What’s in a word? Common, commonality, communion, communal, communist... Common Purpose. Outwardly CP looks a little like a secular version of the church’s Alpha Course which seeks to softly indoctrinate those vulnerable to Christianity into a deeper belief. Take a bunch of people predisposed to believe and feed that predisposition. Good for the church, I guess, which needs all the faith it can marshal. But at least the Alphas don’t – as far as we know – seek to control society. Common Purpose very much does.

‘Leading Across Boundaries’ sounds an all very laudable and suitably harmless, new-age, happy-clappy evangelical mission.
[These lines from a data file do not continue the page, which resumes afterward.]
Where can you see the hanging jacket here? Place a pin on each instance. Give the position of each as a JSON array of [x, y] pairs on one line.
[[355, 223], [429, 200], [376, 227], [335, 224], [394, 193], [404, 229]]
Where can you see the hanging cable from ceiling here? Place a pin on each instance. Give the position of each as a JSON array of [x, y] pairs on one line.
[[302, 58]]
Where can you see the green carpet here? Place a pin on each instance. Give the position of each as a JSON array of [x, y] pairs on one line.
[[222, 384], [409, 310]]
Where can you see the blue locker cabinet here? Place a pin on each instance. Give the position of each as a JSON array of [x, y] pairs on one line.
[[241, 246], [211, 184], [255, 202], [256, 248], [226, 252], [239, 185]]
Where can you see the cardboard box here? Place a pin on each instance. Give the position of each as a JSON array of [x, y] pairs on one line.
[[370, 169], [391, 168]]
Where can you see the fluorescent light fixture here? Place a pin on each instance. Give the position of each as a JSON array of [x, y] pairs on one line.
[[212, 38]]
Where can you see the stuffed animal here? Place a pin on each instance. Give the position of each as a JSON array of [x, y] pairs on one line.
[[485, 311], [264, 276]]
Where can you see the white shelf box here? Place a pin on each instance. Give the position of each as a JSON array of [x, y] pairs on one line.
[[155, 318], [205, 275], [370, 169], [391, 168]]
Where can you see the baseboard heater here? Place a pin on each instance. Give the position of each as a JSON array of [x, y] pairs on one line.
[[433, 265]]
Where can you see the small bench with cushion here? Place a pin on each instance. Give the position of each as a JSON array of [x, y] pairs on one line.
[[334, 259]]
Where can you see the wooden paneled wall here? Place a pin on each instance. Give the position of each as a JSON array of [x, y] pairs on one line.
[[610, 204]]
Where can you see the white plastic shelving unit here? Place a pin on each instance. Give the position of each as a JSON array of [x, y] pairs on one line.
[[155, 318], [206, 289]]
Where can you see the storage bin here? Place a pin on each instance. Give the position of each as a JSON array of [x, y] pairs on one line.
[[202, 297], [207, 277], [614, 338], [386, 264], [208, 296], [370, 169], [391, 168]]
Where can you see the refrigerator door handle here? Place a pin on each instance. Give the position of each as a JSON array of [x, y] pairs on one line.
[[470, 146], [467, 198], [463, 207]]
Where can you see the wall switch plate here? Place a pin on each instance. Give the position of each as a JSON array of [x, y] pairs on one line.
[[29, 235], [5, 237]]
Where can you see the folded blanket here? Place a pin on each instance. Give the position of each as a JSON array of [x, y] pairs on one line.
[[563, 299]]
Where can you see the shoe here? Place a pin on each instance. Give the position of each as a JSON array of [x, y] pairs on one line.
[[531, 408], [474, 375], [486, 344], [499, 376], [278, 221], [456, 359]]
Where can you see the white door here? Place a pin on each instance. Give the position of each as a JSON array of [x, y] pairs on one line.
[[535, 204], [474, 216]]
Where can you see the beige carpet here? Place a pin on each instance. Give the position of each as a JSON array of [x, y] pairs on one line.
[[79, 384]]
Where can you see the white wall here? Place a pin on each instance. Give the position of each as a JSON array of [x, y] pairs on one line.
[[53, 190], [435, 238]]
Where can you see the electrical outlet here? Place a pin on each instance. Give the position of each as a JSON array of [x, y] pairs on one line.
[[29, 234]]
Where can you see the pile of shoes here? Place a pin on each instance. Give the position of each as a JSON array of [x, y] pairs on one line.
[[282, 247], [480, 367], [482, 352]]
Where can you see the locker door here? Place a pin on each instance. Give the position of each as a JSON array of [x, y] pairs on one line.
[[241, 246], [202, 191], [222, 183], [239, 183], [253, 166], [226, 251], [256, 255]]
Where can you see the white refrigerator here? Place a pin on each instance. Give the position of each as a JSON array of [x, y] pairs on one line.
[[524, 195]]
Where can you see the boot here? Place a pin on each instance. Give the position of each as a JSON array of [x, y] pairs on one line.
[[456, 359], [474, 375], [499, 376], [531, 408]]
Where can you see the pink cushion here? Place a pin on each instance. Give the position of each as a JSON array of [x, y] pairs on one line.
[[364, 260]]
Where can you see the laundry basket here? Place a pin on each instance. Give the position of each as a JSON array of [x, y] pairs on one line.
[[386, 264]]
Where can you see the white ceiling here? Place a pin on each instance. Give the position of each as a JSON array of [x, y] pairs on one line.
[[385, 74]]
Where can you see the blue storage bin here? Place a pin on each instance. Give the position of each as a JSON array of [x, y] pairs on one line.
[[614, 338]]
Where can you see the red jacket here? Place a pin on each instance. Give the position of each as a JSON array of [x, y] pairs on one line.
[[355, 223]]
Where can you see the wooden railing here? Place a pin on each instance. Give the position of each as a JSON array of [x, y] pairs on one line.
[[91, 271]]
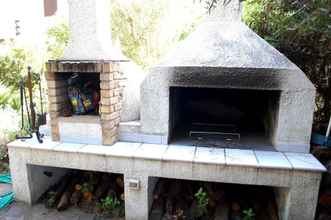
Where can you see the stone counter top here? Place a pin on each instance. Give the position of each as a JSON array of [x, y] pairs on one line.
[[188, 154]]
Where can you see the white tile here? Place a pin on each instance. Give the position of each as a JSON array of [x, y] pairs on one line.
[[238, 157], [179, 153], [209, 155], [303, 161], [95, 149], [270, 159], [122, 149], [68, 147], [150, 151]]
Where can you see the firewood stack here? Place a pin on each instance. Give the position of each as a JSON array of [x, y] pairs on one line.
[[181, 199], [92, 192]]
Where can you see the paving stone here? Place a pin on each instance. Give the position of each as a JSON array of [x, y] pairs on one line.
[[269, 159], [238, 157], [179, 153], [150, 151], [301, 161], [5, 188], [209, 155]]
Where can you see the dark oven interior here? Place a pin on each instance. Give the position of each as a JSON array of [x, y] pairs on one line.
[[223, 117], [81, 93]]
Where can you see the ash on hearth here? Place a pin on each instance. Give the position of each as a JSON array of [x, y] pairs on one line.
[[92, 192]]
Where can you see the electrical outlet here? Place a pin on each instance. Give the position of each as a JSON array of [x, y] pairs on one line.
[[134, 184]]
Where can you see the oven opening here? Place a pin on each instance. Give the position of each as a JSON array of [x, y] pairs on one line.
[[214, 117], [81, 93]]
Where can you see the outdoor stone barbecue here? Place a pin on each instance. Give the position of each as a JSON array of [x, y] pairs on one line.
[[224, 106]]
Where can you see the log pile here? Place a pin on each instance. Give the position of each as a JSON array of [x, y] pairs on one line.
[[92, 192], [181, 199]]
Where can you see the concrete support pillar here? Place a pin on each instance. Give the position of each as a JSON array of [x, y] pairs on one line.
[[20, 174], [136, 199], [30, 181], [300, 200], [293, 132]]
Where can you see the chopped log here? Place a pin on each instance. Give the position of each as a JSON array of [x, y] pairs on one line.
[[122, 197], [57, 193], [102, 188], [175, 188], [169, 207], [272, 207], [64, 201], [235, 211], [157, 209], [181, 209], [75, 198], [159, 189], [111, 193]]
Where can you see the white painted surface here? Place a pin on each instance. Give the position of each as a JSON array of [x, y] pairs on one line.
[[269, 159], [150, 151], [123, 149], [302, 161], [179, 153], [209, 155], [238, 157]]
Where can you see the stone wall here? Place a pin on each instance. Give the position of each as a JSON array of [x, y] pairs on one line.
[[111, 89]]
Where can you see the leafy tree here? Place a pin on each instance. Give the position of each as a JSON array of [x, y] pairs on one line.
[[57, 39], [302, 31], [134, 25]]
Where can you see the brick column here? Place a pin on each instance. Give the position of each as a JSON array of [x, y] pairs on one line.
[[56, 97], [111, 101]]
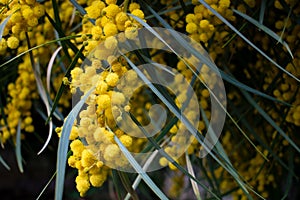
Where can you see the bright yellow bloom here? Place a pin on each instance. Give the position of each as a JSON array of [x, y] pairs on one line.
[[110, 29], [112, 79], [13, 42], [126, 140], [111, 10], [138, 13], [191, 27], [103, 101]]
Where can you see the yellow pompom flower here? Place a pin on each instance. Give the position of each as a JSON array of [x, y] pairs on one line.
[[118, 98], [82, 184], [76, 147], [133, 6], [121, 18], [39, 10], [111, 10], [103, 101], [27, 13], [163, 161], [191, 27], [87, 158], [13, 42], [32, 22], [110, 29], [3, 45], [16, 17], [97, 180], [224, 3], [190, 18], [112, 79], [110, 2], [111, 43], [101, 87], [138, 13], [126, 140], [30, 2], [204, 23], [74, 133], [131, 33]]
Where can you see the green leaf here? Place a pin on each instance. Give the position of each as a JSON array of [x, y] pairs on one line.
[[2, 26], [205, 60], [36, 47], [62, 86], [47, 185], [64, 144], [289, 179], [262, 11], [140, 170], [2, 161], [269, 119], [245, 39], [265, 29], [191, 171], [18, 147], [126, 183]]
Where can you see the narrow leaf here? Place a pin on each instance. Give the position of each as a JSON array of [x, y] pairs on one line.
[[269, 119], [265, 29], [18, 147], [47, 185], [49, 68], [191, 171], [64, 144], [2, 161], [246, 40], [2, 26], [139, 170]]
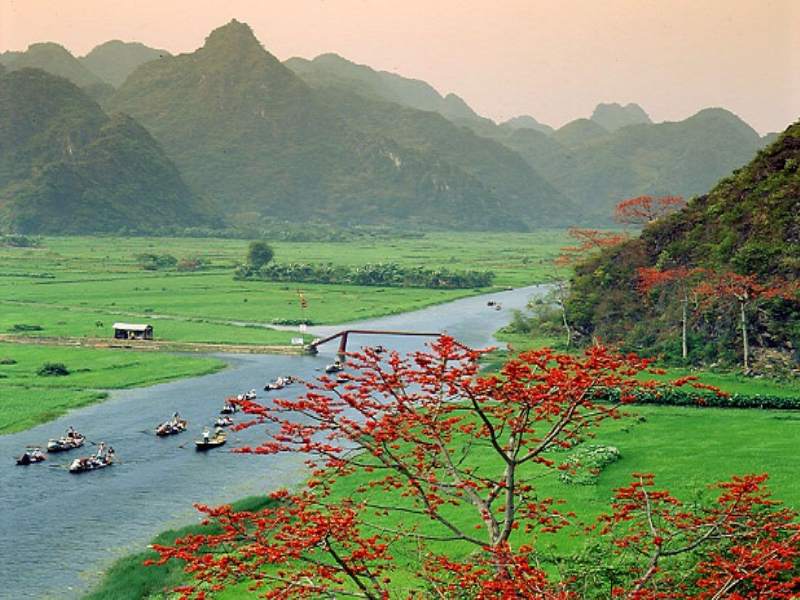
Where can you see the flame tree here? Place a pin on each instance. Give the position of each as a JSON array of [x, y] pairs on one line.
[[431, 455], [746, 291]]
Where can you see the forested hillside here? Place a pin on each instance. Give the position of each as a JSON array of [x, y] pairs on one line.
[[747, 225], [67, 167], [57, 60]]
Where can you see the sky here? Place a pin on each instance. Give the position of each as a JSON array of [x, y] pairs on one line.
[[551, 59]]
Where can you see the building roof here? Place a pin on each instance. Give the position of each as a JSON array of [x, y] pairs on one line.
[[131, 326]]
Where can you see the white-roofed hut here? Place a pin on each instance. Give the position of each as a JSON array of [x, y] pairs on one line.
[[133, 331]]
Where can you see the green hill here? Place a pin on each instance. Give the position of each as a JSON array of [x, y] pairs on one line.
[[613, 116], [248, 131], [526, 122], [748, 223], [67, 167], [57, 60], [114, 60], [331, 70]]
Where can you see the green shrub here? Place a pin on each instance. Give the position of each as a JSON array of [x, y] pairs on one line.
[[53, 370], [378, 274], [584, 465], [669, 396], [26, 327]]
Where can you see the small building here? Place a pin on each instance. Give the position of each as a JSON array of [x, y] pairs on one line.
[[133, 331]]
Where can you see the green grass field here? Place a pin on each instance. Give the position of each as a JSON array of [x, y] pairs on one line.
[[78, 286], [28, 399]]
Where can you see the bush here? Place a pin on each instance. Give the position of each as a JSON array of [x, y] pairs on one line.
[[586, 463], [191, 263], [19, 241], [259, 254], [670, 396], [26, 327], [53, 370], [156, 262], [379, 274]]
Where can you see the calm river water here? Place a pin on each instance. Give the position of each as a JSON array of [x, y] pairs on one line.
[[59, 531]]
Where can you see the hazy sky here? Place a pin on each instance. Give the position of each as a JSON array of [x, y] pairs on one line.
[[553, 59]]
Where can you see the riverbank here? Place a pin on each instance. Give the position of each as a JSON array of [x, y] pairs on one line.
[[686, 447], [157, 481], [28, 398]]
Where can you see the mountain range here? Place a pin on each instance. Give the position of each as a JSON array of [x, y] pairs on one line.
[[329, 139], [68, 167]]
They say they seek to banish prejudice, break down barriers and allow people with shared values to work together. What’s not to like? After all isn’t this just the same as a commercial company’s ethos of branding and identification? But who has never found the gurning, excitable, badge bedecked indoctrinees waiting at table at TGI Fridays more than a little unnerving?

CP aims to create ‘Future Leaders of Society’ and those it calls its graduates are instructed on how to pull the levers of power in order to ‘lead outside authority’. Leading outside authority effectively means circumventing the obstacles which prevent we mere mortals from having our concerns heard. Of course, if you have a secret-handshake direct line to those who handle those levers, yours are the only voices heard. This is exactly what they are after.

The burglar and serial swindler of pensioners, Henry Vincent, was a low-life from the ironically named ‘traveller' community. His death is not something those he sought to defraud would wish to mourn, so the shrine erected in his memory in the area he tried to rob is an affront to common decency. Not so, say the police – widely reputed to be ‘riddled’ with Common Purpose graduates – it is a dignified remembrance of a loved one deceased. Once again the authorities, it seems, are taking sides.

Whether Common Purpose is as effective as it has been billed is open to debate but it is undeniable that the levers of power rarely seem to work the machinery to the benefit of the wider public, rather concentrating on the rights of those whose purpose is decidedly uncommon, at variance to the purpose of a harmonious world. How often are complainants warned that their objections are mere bigotry, injurious to the common good?

Hardly the Illuminati, Common Purpose does not seek to hide; it operates in plain sight, safe in the knowledge that until people are directly affected they will do little to oppose them. But the sense of being ruled by a shadowy elite persists and this, of course, is one of their bushiest beards. They are a registered charity. Yes, they do select and train future leaders, but for the good of us all; what could be sinister about that, they will say? Of course they are everywhere, they seek to reach out across divides; what could be less sinister?


As a serial eschewer of conspiracy theories, Common Purpose is a good one. They are the good guys, surely? If you imagine they are otherwise maybe that’s just your fevered mind working overtime. Take a chill pill, calm down; nobody wants to hurt you. But is this bluff, double-bluff, or what? What is plain, however, is that there is a new orthodoxy abroad and those who act counter to the politically correct doctrine are readily pilloried and marginalised by authority. How much easier is that for them to do, if they do, indeed, have something in common?

1 comment:

  1. There is a genuine common purpose in ForBritain and Anne Marie Waters. Already under the cosh of the CP Establishment.